Em resumo, é importante na terapia local de queimaduras que a propagação de agentes patogénicos seja contrariada, mas não existe consenso universal sobre quais os pensos para feridas e agentes aplicados topicamente são ideais para isso, embora tenha sido demonstrado que as substâncias com actividade antimicrobiana contribuem para uma redução da incidência de infecções invasivas de feridas [2].

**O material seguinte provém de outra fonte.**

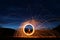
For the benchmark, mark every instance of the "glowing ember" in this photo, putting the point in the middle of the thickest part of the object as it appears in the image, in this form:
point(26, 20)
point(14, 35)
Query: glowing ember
point(30, 30)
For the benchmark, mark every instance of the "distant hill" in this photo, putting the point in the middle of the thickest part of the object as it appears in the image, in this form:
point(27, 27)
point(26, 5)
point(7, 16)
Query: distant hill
point(57, 28)
point(6, 32)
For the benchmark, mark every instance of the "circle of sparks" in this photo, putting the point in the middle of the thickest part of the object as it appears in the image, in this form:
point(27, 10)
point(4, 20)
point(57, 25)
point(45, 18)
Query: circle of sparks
point(27, 33)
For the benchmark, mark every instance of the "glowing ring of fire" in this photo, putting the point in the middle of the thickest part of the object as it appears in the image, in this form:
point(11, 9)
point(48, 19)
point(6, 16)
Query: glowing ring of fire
point(27, 33)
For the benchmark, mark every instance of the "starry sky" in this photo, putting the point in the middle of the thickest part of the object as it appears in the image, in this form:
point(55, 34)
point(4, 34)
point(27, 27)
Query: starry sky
point(14, 12)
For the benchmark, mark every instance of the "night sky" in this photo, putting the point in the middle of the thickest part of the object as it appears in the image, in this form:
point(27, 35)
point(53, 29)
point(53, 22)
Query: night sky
point(14, 12)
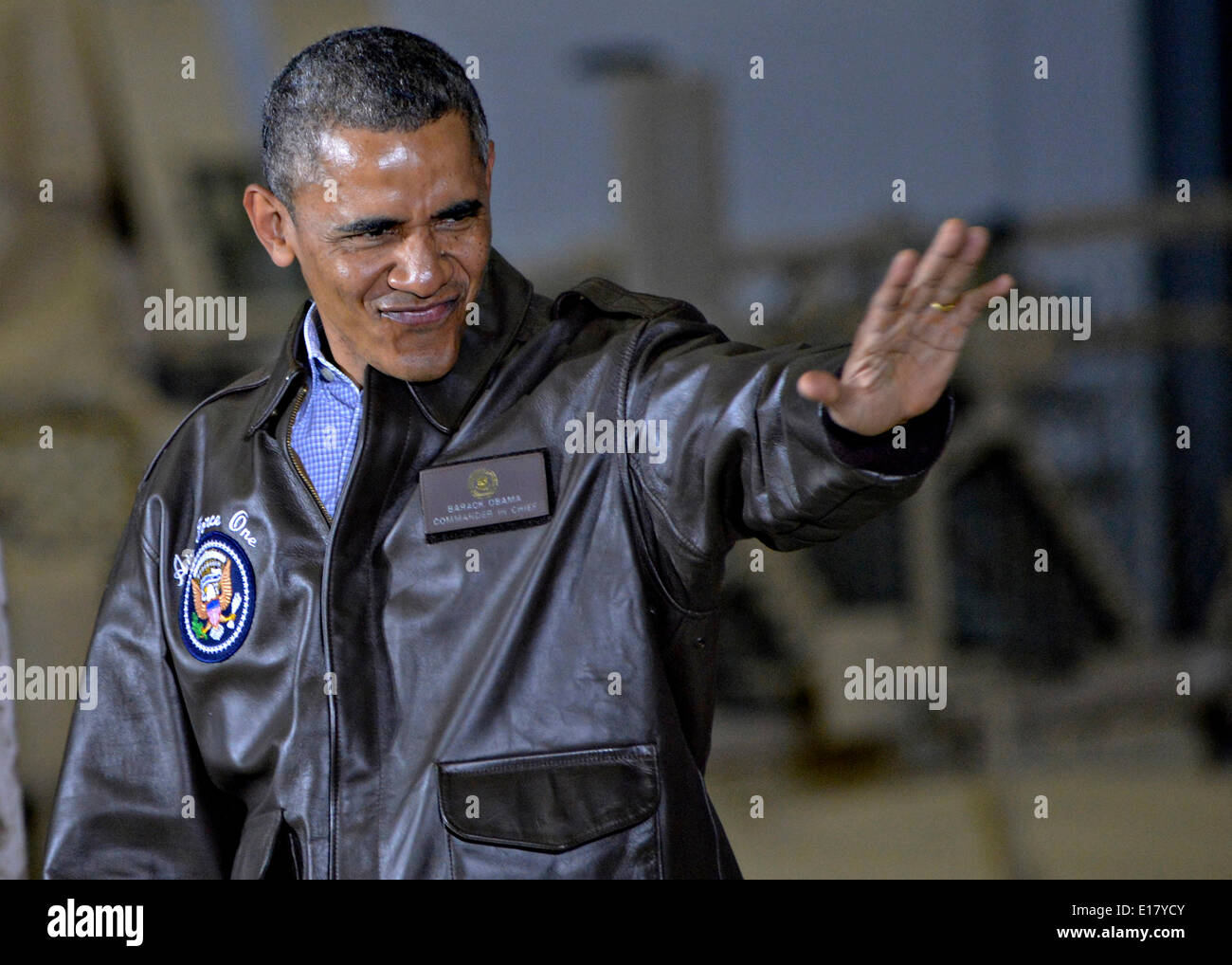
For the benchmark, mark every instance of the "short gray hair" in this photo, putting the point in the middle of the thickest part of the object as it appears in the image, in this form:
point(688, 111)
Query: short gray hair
point(370, 78)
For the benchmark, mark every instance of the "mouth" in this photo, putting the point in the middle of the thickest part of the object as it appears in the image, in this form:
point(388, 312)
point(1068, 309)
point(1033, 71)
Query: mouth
point(420, 317)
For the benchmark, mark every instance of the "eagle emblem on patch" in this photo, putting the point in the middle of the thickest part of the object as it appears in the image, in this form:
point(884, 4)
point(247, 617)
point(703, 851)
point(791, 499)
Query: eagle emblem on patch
point(216, 603)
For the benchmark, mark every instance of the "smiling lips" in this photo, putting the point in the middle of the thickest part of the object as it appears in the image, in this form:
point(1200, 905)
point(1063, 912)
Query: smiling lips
point(419, 317)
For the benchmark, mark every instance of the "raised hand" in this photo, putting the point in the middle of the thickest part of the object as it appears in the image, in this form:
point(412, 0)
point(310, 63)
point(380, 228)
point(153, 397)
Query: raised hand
point(907, 348)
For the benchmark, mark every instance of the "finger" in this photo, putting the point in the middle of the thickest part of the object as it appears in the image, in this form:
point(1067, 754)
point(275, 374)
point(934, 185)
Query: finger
point(947, 246)
point(820, 386)
point(955, 279)
point(886, 300)
point(976, 300)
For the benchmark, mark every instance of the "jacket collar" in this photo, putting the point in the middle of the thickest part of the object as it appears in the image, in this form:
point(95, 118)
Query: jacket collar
point(503, 300)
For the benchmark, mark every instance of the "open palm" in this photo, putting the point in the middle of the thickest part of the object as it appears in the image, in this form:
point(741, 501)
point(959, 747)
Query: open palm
point(906, 350)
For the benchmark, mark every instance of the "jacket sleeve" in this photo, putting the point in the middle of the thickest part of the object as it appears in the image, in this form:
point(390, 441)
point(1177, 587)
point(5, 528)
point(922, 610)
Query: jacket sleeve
point(746, 455)
point(132, 774)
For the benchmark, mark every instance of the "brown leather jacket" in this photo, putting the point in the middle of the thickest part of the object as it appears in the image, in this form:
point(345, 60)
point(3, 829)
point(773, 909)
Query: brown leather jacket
point(282, 694)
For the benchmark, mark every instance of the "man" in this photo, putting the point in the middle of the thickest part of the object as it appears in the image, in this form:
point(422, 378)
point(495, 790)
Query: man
point(434, 593)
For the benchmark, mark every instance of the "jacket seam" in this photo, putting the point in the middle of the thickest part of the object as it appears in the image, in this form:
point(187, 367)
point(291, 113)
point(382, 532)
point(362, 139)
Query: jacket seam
point(631, 472)
point(193, 410)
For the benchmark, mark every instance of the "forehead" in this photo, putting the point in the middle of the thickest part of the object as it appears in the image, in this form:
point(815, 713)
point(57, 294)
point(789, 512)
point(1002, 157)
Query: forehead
point(436, 158)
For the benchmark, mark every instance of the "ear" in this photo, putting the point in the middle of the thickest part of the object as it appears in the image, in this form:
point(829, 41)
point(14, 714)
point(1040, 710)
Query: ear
point(271, 221)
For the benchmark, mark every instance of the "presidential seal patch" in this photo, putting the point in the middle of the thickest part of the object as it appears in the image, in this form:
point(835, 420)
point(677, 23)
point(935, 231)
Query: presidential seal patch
point(216, 603)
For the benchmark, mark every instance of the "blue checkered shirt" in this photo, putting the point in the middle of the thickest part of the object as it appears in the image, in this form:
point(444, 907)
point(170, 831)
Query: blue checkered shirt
point(328, 423)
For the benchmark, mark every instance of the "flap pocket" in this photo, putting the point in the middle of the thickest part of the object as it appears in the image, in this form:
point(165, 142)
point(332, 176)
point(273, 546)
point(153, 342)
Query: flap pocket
point(550, 803)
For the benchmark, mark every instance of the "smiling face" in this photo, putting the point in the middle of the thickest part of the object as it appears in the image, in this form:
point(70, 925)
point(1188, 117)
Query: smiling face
point(392, 255)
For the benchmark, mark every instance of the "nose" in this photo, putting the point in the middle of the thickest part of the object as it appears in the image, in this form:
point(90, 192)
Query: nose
point(419, 265)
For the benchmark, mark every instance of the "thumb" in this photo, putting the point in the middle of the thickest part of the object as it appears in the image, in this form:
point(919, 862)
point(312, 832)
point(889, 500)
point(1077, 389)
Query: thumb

A prata tem sido utilizada no tratamento de feridas há várias décadas. Entre outros, a sulfadiazina de prata, um complexo de prata e sulfadiazina (uma sulfonamida), é amplamente utilizada [8]. O creme de prata sulfadiazina (SSD) (1%) coberto com gaze de malha fina é também utilizado em muitos centros especializados no tratamento de queimaduras, entre outros [6]. Que o SSD está associado à actividade antimicrobiana tem sido demonstrado por uma redução da colonização bacteriana. Contudo, nas feridas que envolvem mais de 50-60% da superfície total do corpo, a prevenção ou supressão da colonização bacteriana nem sempre é garantida [7]. Caso contrário, a prata tem sido oferecida no passado recente, principalmente incorporada em pensos para feridas. A utilização de pensos com prata é particularmente útil em casos de colonização bacteriana relevante de uma ferida.

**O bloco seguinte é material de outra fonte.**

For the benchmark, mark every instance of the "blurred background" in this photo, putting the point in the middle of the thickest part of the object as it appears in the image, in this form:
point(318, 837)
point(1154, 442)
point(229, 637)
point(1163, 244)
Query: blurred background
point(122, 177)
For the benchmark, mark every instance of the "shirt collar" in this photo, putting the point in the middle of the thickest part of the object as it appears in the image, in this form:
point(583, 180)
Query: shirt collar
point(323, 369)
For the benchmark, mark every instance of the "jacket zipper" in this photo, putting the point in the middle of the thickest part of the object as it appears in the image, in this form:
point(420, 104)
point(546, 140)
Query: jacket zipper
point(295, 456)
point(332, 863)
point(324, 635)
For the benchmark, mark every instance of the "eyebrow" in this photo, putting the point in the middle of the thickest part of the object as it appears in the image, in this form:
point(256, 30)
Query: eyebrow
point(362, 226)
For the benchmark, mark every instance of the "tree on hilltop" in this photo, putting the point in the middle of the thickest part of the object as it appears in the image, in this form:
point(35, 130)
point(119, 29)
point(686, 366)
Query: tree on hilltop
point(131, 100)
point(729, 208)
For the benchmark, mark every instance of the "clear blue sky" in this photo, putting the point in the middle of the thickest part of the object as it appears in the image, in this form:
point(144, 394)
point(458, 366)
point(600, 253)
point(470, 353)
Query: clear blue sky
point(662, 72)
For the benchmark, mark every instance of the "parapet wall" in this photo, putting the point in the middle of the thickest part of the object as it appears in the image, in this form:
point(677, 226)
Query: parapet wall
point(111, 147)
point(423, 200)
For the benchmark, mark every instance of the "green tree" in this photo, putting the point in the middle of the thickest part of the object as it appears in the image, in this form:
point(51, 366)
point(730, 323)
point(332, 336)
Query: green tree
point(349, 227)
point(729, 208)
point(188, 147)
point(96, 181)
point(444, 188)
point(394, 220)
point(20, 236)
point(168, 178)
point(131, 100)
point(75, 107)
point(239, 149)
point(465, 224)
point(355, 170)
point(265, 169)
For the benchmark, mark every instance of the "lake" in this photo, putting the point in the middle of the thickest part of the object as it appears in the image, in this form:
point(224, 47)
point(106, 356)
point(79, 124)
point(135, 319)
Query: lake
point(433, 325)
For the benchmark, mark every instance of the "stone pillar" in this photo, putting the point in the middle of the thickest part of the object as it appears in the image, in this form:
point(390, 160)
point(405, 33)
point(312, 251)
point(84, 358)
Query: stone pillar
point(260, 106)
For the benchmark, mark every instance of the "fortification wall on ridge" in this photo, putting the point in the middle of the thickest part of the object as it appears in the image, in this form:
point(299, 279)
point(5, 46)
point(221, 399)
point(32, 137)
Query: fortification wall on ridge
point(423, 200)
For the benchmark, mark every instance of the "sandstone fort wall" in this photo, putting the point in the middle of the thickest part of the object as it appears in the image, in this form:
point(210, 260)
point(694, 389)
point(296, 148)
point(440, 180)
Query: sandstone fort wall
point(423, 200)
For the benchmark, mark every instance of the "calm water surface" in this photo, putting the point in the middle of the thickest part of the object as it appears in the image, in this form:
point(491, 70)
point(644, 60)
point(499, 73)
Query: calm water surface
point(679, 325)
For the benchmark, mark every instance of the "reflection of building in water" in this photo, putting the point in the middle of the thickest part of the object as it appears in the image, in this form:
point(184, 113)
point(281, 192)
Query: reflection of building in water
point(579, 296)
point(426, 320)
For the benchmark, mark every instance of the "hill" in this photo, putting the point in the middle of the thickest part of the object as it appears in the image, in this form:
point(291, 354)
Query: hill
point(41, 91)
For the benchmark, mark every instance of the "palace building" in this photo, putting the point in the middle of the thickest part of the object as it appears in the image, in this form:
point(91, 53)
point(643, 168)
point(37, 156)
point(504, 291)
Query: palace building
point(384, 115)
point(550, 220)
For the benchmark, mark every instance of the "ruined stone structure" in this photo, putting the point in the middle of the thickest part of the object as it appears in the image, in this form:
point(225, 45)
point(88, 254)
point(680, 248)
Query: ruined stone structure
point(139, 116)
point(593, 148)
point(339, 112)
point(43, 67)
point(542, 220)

A fase da ferida e o grau de exsudação devem ser considerados ao seleccionar o curativo. O ambiente da ferida deve ser mantido húmido para assegurar a actividade dos iões de prata. A figura 1 mostra em que condições a utilização de produtos que contêm prata é útil em feridas de queimaduras. Os antibióticos adicionais só são indicados se uma infecção se espalhar ou se desenvolver numa infecção sistémica. Há já alguns anos que também se utiliza prata nanocristalina, que tem uma actividade antimicrobiana mais forte em comparação com a prata convencional (caixa) .
Literatura:
- Tenenhaus M, Rennekampff H-O: Agentes tópicos e pensos para tratamento de feridas de queimaduras locais. Última actualização: 27 de Março de 2020, www.uptodate.com/contents/topical-agents-and-dressings-for-local-burn-wound-care (última vez que foi acedido: 02.07.2021)
- Sociedade Alemã de Medicina de Queimaduras (DGV): Tratamento de lesões térmicas em adultos, directriz s2k, número de registo AWMF: 044-001 – a partir de 1 de Agosto de 2018, (última vez que se acedeu a 02.07.2021).
- Dunn K, Edwards-Jones V: O papel do Acticoat com prata nanocristalina na gestão de queimaduras. Queimaduras 2004; 30 Suppl 1: S1.
- Gravante G, et al: Nanocrystalline silver: uma revisão sistemática de ensaios aleatórios realizados em doentes queimados e uma avaliação baseada em provas de potenciais vantagens em relação a formulações de prata mais antigas. Ann Plast Surg 2009; 63: 201.
- Woodmansey EJ, Roberts CD: Uso apropriado de pensos contendo prata nanocristalina para apoiar a gestão antimicrobiana em feridas. Int Wound J 2018; 15(6): 1025-1032.
- Norman G, et al: Antisépticos para queimaduras. Cochrane Database Syst Rev 2017 Jul 12;7(7): CD011821
- Nadworny et al.: Actividade anti-inflamatória de soluções nanocristalinas derivadas da prata em dermatite de contacto porcina. J Inflamm (Lond) 2010; 7: 13.
- SAfW: Compêndio de Feridas da Sociedade Suíça de Gestão de Feridas 2012.
- Ayello EA, et al: Consenso internacional. Uso apropriado de pensos de prata em feridas. Um consenso de grupo de trabalho de peritos. Feridas em 2012; 1-24.